On day 78, the patient developed painful swelling on the right side of her neck, temperature of >39°C, palpitations and hidropoiesis. Laboratory tests revealed the following: TSH <0.01 μIU/ml, fT3 10.75 pg/ml, fT4 4.67 ng/dl, CRP 7.60 mg/dl and ESR 98 mm/h. Anti-thyroid peroxidase antibodies (titer 9 IU/ml, normal <16) and anti-thyroglobulin antibodies (titer 144 IU/ml, normal <28) were positive, but anti-TSH receptor antibodies were negative. Ultrasonography of the thyroid gland revealed an area of low absorption in the thyroid gland consistent with subacute thyroiditis. The prednisolone dose was increased from 10 to 20 mg/day and the patient's symptoms, including fever and right-sided neck pain, disappeared, with fT3 and fT4 levels returning to normal ranges. The dose of prednisolone was gradually reduced to 3 mg/day. During the tapering of the dose, a transient increase in the TSH level occurred. Titers of the antibodies to thyroperoxidase and thyroglobulin decreased during tapering. On day 78, the anti-HHV-6 antibody IgG titer remained at 1:160, but the anti-CMV antibody IgG titer (enzyme immunoassay) had increased from 40 to 107 (fig. 2). IgG antibodies to HHV-7 and EBV were unchanged from initial values.

Fig. 2.

Fig. 2

Clinical course and treatment. Anti-TPO ab = anti-thyroid peroxidase antibody; Anti-TG ab = anti-thyroglobulin antibody; NT = not tested.

Discussion

The pathogenic mechanism underlying the reactivation of multiple herpesviruses and the associated organ failure that occurs in DIHS have not been fully elucidated. It may be explained by the expansion of fully functional regulatory T cells in the acute phase of DIHS, which allows viral reactivation but results in the loss of their suppressive function upon clinical resolution [2]. A functional defect in regulatory T cells might be responsible for the subsequent development of autoimmune diseases [3]. Thyroid dysfunction, including Graves’ disease [1], Hashimoto thyroiditis [4, 5], autoimmune thyroiditis and painless thyroiditis [6], has been reported to be the most frequent sequelae of DIHS [7]. The delayed development of these types of thyroiditis appears 1–17 months after DIHS [5, 6]. Patients with DIHS should be monitored for the possible onset of autoimmune diseases even after complete recovery [3].
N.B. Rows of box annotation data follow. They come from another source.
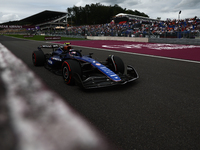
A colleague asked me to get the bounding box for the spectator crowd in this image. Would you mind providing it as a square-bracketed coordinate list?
[66, 17, 200, 38]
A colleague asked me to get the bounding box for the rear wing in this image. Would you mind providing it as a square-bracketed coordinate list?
[38, 44, 61, 51]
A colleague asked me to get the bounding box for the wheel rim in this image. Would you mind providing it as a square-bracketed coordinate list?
[63, 67, 69, 80]
[32, 54, 36, 64]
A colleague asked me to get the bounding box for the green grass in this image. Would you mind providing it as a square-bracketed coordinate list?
[6, 34, 85, 41]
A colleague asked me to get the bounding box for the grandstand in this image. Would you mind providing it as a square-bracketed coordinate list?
[0, 10, 67, 32]
[114, 13, 160, 23]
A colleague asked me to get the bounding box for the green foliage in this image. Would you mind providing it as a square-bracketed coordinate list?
[67, 3, 149, 25]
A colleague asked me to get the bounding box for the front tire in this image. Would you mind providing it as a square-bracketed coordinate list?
[62, 60, 82, 85]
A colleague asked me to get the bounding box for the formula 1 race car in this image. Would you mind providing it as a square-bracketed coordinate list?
[32, 44, 139, 89]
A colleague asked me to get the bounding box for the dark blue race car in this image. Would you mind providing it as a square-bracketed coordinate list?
[32, 44, 139, 89]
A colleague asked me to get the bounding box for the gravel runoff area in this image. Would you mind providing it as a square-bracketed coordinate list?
[53, 40, 200, 61]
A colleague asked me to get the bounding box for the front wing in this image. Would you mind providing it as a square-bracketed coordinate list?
[74, 65, 139, 89]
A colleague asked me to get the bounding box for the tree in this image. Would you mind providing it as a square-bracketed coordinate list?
[67, 3, 148, 25]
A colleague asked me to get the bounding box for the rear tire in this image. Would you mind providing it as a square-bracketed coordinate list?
[32, 51, 45, 66]
[62, 60, 82, 85]
[106, 55, 125, 74]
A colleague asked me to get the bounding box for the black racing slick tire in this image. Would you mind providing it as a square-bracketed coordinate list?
[62, 60, 82, 85]
[32, 51, 45, 66]
[106, 55, 125, 74]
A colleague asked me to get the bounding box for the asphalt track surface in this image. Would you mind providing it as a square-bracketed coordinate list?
[0, 36, 200, 150]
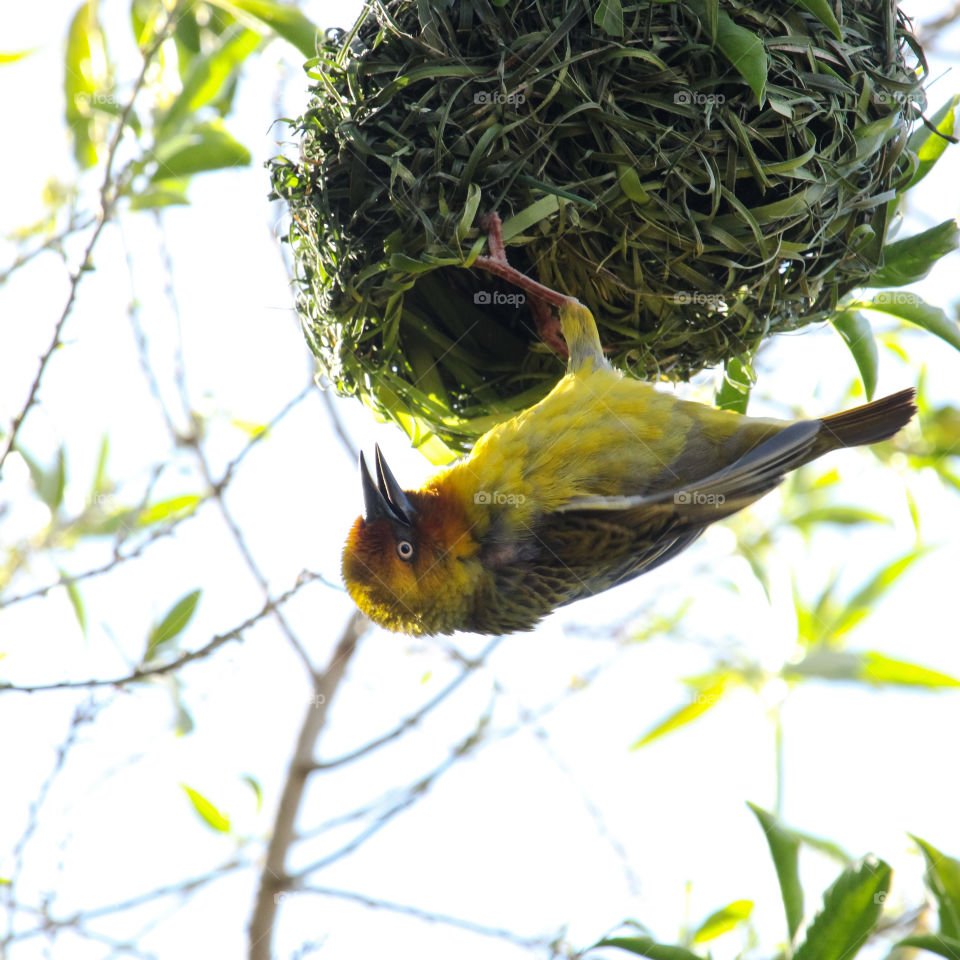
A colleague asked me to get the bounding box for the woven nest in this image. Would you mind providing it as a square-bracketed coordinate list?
[270, 0, 923, 449]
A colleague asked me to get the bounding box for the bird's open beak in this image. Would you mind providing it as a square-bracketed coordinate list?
[360, 444, 416, 526]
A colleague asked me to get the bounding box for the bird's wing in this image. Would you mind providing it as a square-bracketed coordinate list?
[504, 421, 819, 606]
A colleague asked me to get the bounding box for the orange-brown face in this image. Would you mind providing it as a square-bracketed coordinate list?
[341, 450, 479, 634]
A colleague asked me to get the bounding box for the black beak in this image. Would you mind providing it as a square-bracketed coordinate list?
[360, 445, 416, 526]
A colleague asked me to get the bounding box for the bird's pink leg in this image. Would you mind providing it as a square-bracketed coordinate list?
[474, 213, 576, 360]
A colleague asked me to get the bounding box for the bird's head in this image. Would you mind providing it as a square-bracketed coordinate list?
[341, 447, 479, 634]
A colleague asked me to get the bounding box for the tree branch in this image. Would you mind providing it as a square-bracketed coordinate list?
[248, 610, 370, 960]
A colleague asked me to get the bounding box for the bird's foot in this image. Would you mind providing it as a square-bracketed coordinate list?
[474, 213, 577, 360]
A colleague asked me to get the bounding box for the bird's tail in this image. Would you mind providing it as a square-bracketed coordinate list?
[814, 387, 917, 457]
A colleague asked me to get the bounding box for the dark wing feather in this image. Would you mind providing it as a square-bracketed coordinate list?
[471, 420, 820, 632]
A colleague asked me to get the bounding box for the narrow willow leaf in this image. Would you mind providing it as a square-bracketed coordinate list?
[856, 290, 960, 350]
[137, 493, 203, 527]
[793, 0, 843, 40]
[0, 47, 37, 65]
[617, 165, 650, 204]
[823, 547, 928, 640]
[630, 675, 732, 750]
[793, 857, 893, 960]
[156, 25, 260, 137]
[860, 650, 960, 689]
[151, 123, 251, 182]
[867, 220, 960, 287]
[240, 774, 263, 813]
[593, 0, 623, 37]
[909, 834, 960, 940]
[591, 937, 703, 960]
[90, 434, 112, 502]
[830, 310, 880, 400]
[180, 783, 230, 833]
[747, 802, 803, 941]
[787, 506, 893, 529]
[143, 589, 203, 662]
[57, 567, 87, 636]
[130, 180, 190, 210]
[693, 900, 753, 943]
[63, 0, 106, 170]
[713, 357, 756, 414]
[717, 11, 768, 106]
[905, 93, 960, 190]
[894, 933, 960, 960]
[204, 0, 318, 59]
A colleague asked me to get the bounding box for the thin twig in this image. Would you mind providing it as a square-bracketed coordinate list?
[0, 6, 178, 476]
[248, 610, 370, 960]
[0, 577, 308, 693]
[300, 885, 552, 950]
[313, 637, 503, 770]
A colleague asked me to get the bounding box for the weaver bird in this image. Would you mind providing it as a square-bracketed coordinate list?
[342, 215, 916, 634]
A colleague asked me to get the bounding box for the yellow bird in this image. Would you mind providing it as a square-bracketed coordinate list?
[342, 215, 916, 634]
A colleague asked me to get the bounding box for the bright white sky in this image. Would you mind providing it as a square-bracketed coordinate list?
[0, 0, 960, 960]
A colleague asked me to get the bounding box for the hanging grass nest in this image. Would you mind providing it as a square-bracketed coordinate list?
[270, 0, 923, 450]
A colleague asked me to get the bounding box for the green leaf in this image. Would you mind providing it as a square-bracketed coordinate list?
[793, 0, 843, 40]
[904, 93, 960, 191]
[717, 11, 767, 106]
[894, 933, 960, 960]
[590, 937, 702, 960]
[787, 505, 893, 530]
[180, 783, 230, 833]
[630, 675, 731, 750]
[63, 0, 107, 170]
[617, 164, 650, 204]
[204, 0, 319, 60]
[855, 290, 960, 350]
[693, 900, 753, 943]
[143, 590, 203, 663]
[867, 220, 960, 287]
[909, 833, 960, 940]
[747, 802, 803, 941]
[821, 547, 928, 641]
[782, 647, 960, 689]
[240, 774, 263, 813]
[16, 446, 67, 512]
[713, 357, 757, 414]
[137, 493, 203, 527]
[593, 0, 623, 37]
[830, 310, 880, 400]
[57, 567, 87, 636]
[151, 123, 251, 182]
[0, 47, 36, 66]
[128, 180, 190, 210]
[156, 24, 260, 142]
[793, 857, 893, 960]
[90, 434, 113, 502]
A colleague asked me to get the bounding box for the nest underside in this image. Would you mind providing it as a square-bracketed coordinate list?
[272, 0, 922, 447]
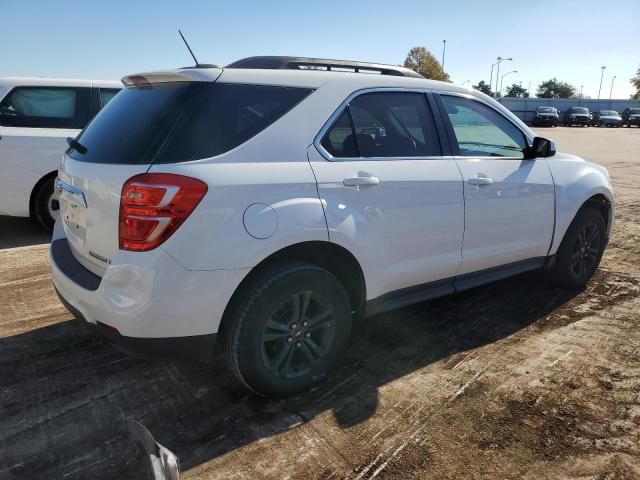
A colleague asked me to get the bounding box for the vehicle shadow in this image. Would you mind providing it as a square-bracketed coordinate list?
[0, 273, 576, 479]
[0, 216, 51, 250]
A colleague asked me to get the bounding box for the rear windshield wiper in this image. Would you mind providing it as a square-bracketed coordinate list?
[67, 137, 87, 155]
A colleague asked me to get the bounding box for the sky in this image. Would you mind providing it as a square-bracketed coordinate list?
[0, 0, 640, 98]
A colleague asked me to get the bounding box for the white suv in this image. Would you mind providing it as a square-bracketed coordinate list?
[50, 57, 614, 395]
[0, 77, 122, 229]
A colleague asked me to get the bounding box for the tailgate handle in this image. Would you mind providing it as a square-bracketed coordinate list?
[54, 178, 87, 208]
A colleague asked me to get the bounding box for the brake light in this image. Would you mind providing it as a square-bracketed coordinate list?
[119, 173, 207, 252]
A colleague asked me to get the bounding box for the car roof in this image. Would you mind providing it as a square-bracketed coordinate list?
[0, 77, 122, 89]
[122, 67, 470, 95]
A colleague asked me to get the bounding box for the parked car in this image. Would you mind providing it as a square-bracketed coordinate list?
[50, 57, 614, 395]
[532, 107, 560, 127]
[0, 78, 122, 229]
[591, 110, 622, 127]
[564, 107, 591, 127]
[622, 108, 640, 127]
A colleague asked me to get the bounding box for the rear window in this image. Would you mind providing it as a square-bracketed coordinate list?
[68, 82, 312, 164]
[0, 87, 90, 129]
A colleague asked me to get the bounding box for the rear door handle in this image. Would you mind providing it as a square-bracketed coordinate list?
[342, 175, 380, 187]
[467, 174, 493, 185]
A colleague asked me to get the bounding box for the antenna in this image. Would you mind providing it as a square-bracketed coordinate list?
[178, 30, 200, 67]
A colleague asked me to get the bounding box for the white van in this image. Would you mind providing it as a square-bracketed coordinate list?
[0, 77, 122, 229]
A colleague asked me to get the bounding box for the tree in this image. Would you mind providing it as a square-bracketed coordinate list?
[536, 77, 576, 98]
[473, 80, 491, 96]
[631, 67, 640, 100]
[404, 47, 451, 82]
[505, 83, 529, 98]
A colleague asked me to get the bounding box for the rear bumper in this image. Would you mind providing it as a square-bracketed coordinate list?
[56, 289, 217, 362]
[49, 219, 249, 345]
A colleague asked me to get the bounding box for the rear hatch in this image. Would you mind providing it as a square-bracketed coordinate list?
[58, 69, 221, 276]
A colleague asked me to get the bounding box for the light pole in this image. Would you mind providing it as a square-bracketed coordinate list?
[609, 75, 616, 101]
[489, 57, 513, 95]
[498, 70, 518, 98]
[496, 57, 513, 96]
[598, 65, 607, 100]
[442, 40, 447, 72]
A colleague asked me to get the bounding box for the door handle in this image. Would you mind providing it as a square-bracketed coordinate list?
[467, 173, 493, 185]
[342, 175, 380, 187]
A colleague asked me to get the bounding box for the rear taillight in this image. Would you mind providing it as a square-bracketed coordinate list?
[119, 173, 207, 252]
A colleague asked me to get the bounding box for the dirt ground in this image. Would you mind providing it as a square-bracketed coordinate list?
[0, 128, 640, 480]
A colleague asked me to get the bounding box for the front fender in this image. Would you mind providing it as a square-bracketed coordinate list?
[547, 154, 615, 255]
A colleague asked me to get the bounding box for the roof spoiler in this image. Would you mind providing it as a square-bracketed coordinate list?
[122, 66, 222, 87]
[224, 56, 424, 78]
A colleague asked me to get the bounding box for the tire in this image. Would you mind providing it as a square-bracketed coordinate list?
[33, 177, 60, 230]
[548, 207, 606, 289]
[221, 262, 351, 397]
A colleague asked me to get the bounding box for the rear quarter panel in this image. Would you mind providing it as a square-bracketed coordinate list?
[151, 158, 328, 270]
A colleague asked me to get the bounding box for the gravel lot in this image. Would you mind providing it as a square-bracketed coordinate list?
[0, 128, 640, 480]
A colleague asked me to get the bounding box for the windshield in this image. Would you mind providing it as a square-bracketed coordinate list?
[68, 82, 311, 164]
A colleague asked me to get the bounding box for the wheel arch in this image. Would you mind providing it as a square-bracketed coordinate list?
[29, 170, 58, 217]
[549, 192, 614, 255]
[219, 240, 367, 336]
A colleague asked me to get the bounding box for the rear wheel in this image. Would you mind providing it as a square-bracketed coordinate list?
[549, 207, 606, 288]
[33, 177, 60, 230]
[221, 262, 351, 396]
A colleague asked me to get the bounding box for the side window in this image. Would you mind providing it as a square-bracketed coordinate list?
[0, 87, 90, 129]
[349, 92, 441, 157]
[321, 92, 441, 158]
[100, 88, 120, 109]
[320, 109, 359, 158]
[441, 95, 527, 158]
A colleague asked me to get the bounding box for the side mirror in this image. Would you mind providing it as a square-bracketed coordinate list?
[523, 137, 556, 160]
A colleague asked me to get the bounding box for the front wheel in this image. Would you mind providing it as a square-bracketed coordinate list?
[33, 177, 60, 230]
[549, 207, 606, 288]
[221, 262, 351, 396]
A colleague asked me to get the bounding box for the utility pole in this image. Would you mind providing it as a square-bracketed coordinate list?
[598, 65, 607, 100]
[609, 75, 616, 101]
[489, 57, 513, 96]
[498, 70, 518, 98]
[442, 40, 447, 72]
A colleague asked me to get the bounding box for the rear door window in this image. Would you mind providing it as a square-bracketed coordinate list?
[0, 87, 91, 129]
[321, 92, 441, 158]
[69, 82, 312, 164]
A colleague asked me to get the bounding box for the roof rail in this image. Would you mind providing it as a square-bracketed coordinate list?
[225, 56, 424, 78]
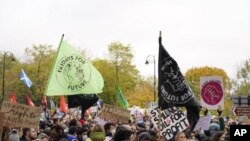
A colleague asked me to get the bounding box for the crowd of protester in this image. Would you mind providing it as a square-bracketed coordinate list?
[2, 106, 249, 141]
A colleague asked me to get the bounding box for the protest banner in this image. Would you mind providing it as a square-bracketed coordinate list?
[194, 115, 212, 130]
[1, 101, 41, 129]
[200, 76, 224, 110]
[151, 107, 189, 140]
[99, 104, 130, 123]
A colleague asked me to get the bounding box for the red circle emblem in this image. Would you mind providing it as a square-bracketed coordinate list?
[201, 82, 223, 105]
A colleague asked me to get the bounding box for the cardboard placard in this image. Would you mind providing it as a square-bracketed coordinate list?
[99, 104, 130, 123]
[151, 107, 189, 140]
[194, 115, 212, 131]
[1, 101, 41, 129]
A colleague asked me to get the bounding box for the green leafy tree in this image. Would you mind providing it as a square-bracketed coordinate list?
[93, 42, 140, 105]
[23, 44, 55, 101]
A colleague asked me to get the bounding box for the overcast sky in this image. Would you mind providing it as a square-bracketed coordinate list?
[0, 0, 250, 77]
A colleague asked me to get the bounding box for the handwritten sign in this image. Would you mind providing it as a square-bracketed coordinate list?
[194, 115, 212, 130]
[99, 104, 130, 123]
[200, 76, 224, 110]
[1, 101, 41, 129]
[151, 107, 189, 140]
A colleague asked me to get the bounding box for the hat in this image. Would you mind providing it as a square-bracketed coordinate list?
[139, 132, 155, 141]
[37, 133, 49, 139]
[10, 134, 20, 141]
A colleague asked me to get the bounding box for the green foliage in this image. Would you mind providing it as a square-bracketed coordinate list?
[23, 45, 55, 101]
[231, 59, 250, 96]
[93, 42, 140, 105]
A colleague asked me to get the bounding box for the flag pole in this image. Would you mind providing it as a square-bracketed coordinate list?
[44, 34, 64, 94]
[157, 31, 167, 141]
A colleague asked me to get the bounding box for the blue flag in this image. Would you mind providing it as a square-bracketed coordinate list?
[20, 69, 32, 88]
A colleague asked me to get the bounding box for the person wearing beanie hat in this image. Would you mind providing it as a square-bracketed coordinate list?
[209, 123, 220, 135]
[139, 132, 156, 141]
[113, 125, 133, 141]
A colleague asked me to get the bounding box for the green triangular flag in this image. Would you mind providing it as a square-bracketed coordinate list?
[45, 40, 104, 96]
[115, 84, 129, 109]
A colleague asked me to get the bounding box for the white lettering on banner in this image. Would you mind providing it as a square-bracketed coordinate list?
[151, 107, 189, 140]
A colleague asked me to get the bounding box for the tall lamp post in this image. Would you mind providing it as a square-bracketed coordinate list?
[2, 52, 15, 98]
[145, 55, 156, 102]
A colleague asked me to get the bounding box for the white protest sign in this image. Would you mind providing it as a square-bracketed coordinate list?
[194, 115, 212, 130]
[151, 107, 189, 140]
[200, 76, 224, 110]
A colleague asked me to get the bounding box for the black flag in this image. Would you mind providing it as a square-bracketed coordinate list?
[68, 94, 99, 118]
[158, 33, 201, 129]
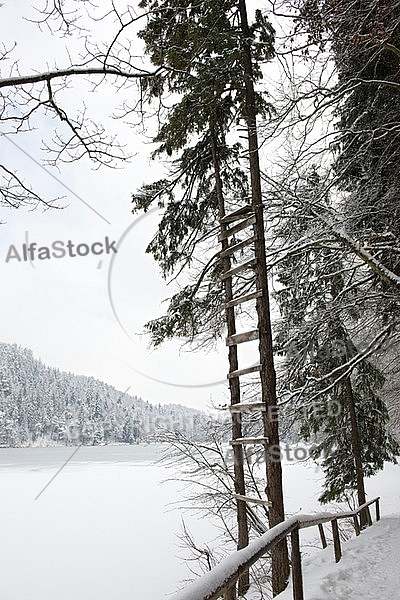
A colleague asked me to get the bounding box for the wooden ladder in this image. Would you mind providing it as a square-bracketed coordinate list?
[218, 204, 271, 507]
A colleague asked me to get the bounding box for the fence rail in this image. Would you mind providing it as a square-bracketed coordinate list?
[172, 497, 380, 600]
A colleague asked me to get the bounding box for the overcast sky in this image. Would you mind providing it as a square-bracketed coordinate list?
[0, 0, 268, 408]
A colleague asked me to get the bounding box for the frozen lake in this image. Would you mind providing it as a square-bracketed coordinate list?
[0, 444, 400, 600]
[0, 445, 219, 600]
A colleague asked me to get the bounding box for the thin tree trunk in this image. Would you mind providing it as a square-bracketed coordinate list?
[344, 377, 368, 527]
[239, 0, 289, 595]
[210, 130, 249, 594]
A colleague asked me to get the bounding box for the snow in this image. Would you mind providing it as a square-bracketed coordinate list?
[276, 516, 400, 600]
[0, 445, 400, 600]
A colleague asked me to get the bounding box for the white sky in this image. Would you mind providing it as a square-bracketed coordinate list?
[0, 0, 268, 408]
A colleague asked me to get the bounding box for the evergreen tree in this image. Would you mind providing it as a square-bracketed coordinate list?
[276, 172, 400, 505]
[133, 0, 288, 593]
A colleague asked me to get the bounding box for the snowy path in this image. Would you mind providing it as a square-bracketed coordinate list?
[276, 515, 400, 600]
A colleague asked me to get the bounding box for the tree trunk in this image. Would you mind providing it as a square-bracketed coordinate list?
[344, 377, 368, 528]
[239, 0, 289, 595]
[210, 130, 249, 594]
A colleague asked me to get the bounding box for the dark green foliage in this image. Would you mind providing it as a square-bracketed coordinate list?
[276, 172, 400, 502]
[133, 0, 274, 345]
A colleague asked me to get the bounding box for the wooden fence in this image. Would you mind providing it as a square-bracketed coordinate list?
[171, 497, 380, 600]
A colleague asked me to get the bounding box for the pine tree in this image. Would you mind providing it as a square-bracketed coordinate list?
[133, 0, 288, 593]
[276, 172, 400, 518]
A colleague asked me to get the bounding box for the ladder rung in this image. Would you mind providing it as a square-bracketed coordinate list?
[219, 235, 257, 258]
[218, 216, 256, 242]
[225, 290, 262, 308]
[220, 204, 253, 223]
[228, 402, 267, 413]
[226, 329, 258, 346]
[229, 437, 269, 446]
[221, 258, 257, 281]
[233, 494, 272, 506]
[227, 365, 261, 379]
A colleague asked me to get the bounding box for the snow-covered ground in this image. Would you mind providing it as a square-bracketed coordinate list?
[276, 516, 400, 600]
[0, 445, 219, 600]
[0, 445, 400, 600]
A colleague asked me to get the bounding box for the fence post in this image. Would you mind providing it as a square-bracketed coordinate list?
[353, 515, 360, 535]
[224, 583, 236, 600]
[290, 526, 304, 600]
[331, 519, 342, 562]
[375, 498, 381, 521]
[318, 523, 328, 548]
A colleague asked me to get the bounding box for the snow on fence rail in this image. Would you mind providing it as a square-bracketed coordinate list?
[171, 497, 380, 600]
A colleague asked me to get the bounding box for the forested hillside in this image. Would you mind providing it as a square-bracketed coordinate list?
[0, 344, 206, 447]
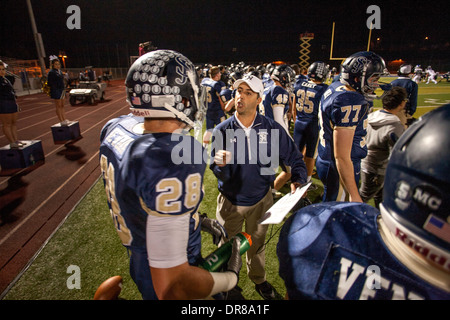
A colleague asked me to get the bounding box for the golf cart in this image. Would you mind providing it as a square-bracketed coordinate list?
[69, 81, 106, 106]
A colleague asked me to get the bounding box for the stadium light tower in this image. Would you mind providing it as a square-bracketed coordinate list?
[27, 0, 45, 76]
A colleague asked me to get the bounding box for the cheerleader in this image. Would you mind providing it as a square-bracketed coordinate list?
[0, 60, 24, 149]
[47, 56, 70, 126]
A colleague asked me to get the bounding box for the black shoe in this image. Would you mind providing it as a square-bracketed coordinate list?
[255, 281, 283, 300]
[225, 286, 246, 300]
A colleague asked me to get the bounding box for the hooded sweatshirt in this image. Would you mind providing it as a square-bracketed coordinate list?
[361, 109, 405, 175]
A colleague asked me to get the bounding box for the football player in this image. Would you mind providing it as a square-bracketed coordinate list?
[100, 50, 242, 299]
[425, 66, 437, 84]
[277, 104, 450, 300]
[201, 66, 226, 147]
[316, 51, 386, 202]
[294, 61, 328, 182]
[210, 75, 306, 299]
[391, 64, 419, 126]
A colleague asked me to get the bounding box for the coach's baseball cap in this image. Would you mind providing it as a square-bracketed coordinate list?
[233, 75, 264, 97]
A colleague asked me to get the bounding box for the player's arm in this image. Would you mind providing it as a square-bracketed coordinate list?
[272, 104, 289, 134]
[333, 127, 363, 202]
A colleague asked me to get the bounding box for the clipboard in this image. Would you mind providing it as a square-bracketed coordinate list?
[259, 182, 311, 224]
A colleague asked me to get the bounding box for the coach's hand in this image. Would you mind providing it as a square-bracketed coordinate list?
[200, 213, 228, 246]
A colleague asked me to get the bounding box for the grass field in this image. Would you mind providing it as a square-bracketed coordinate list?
[4, 78, 450, 300]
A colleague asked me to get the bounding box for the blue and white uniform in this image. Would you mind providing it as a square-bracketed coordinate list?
[294, 80, 328, 158]
[100, 115, 206, 299]
[210, 113, 306, 206]
[277, 202, 450, 300]
[201, 78, 225, 130]
[259, 85, 289, 130]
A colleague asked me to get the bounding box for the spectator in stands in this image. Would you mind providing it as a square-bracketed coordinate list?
[0, 60, 23, 149]
[47, 56, 70, 126]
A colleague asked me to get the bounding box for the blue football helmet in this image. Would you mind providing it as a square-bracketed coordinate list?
[397, 64, 412, 77]
[380, 104, 450, 272]
[125, 50, 204, 128]
[308, 61, 329, 81]
[340, 51, 386, 101]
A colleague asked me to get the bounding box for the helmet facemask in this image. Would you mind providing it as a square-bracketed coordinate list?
[126, 50, 202, 130]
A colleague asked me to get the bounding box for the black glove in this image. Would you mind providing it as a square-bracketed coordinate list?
[227, 237, 242, 279]
[200, 213, 228, 245]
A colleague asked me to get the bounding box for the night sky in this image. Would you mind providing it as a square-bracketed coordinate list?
[0, 0, 450, 71]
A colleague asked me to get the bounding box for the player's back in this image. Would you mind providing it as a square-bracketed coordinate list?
[277, 202, 450, 300]
[100, 119, 206, 263]
[294, 80, 328, 121]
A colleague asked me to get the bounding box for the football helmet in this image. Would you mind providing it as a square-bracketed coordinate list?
[340, 51, 386, 101]
[397, 64, 412, 77]
[380, 104, 450, 272]
[308, 61, 329, 81]
[271, 64, 295, 89]
[228, 71, 242, 86]
[125, 50, 204, 128]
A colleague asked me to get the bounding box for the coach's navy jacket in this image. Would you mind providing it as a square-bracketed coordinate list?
[210, 114, 307, 206]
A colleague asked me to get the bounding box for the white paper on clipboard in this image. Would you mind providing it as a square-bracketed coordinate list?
[259, 182, 311, 224]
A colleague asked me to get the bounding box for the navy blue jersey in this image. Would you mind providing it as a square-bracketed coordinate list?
[201, 78, 223, 117]
[277, 202, 450, 300]
[259, 85, 289, 120]
[294, 81, 328, 121]
[318, 82, 370, 161]
[220, 88, 233, 104]
[100, 116, 206, 264]
[210, 114, 306, 206]
[391, 77, 419, 116]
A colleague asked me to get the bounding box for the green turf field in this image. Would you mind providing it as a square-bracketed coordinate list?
[4, 78, 450, 300]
To our knowledge, this is the first case of subacute thyroiditis occurring subsequent to DIHS. Subacute thyroiditis, often caused by an undefined viral infection, is characterized by fever and painful anterior cervical swelling with a reduced TSH level and increased levels of fT3, fT4, CRP and ESR [8]. Titers of autoantibodies to thyroid peroxidase and thyroglobulin are often transiently elevated. Although it is a self-limited inflammatory disorder, patients with subacute thyroiditis are treated with nonsteroidal anti-inflammatory drugs and/or corticosteroids to relieve symptoms. Based on the clinical and laboratory findings, our patient was diagnosed with subacute thyroiditis following DIHS. Prednisolone effectively resolved the patient's clinical symptoms and abnormal laboratory values. Since we were unable to perform a biopsy of the thyroid gland, a persistent presence of viral DNAs such as CMV and HHV-6 within the thyroid could not be shown. However, CMV reactivation can be assumed based on the increased titer of IgG antibody two and a half months after onset. Multiviral reactivation has been reported in DIHS [9], and HHV-6 reactivation has been shown to be followed by reactivation of CMV, HHV-7 or EBV [10]. Although CMV reactivation, which occurred following HHV-6 reactivation in the present case, may have been associated with subacute thyroiditis, viral infections other than HHV-6, HHV-7, CMV and EBV can also cause subacute thyroiditis.

Statement of Ethics

The authors state that the patient gave her informed consent. The research complies with all ethical guidelines for human studies.

Disclosure Statement

The authors declare no conflict of interest. There was no funding.